Bob, nice track, enjoy!:thumbsup: Any pics of TKO raceway?


----------



## mr_aurora (Oct 18, 2005)

I did not take any but boy is that place big.


----------



## Rolls (Jan 1, 2010)

Beautiful track, Bob!! Cool driver's station drawers, too. :thumbsup::thumbsup:

Many happy miles on your new TKO!! :hat:


----------



## clemedc (Feb 2, 2011)

yeah, love that track


----------



## Joe65SkylarkGS (Feb 15, 2010)

Wow thats cool!!!!!!!

When is the first race? lol

I wish we could have made the trip with you guys. Tom got home 10:30 so thats some loooong day!! I bet you got home hours later?:drunk:

Todd sure does a nice track. Many happy laps Bob. We are going to plan a sat day trip. 

Of coarse Tom found a 55 Nomad Drag Car and had to have it!! Show it to us Tom!!

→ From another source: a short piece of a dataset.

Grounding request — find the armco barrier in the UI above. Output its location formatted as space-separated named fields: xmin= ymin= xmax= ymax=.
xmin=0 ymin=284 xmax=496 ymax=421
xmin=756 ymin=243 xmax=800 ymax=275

I am jonesing to see this HO King track with the 15 degress of banking. I can't believe there's no pictures anywhere


----------



## 1976Cordoba (Sep 20, 2000)

Love my TKO track also.


----------



## '65 Nova (Jan 28, 2003)

sweet track bob - enjoy runnin' laps...

kevin


----------



## brownie374 (Nov 21, 2007)

Mine has 10 degree banks.


----------



## Redman440 (Sep 26, 2007)

Wow, Nice set up..


----------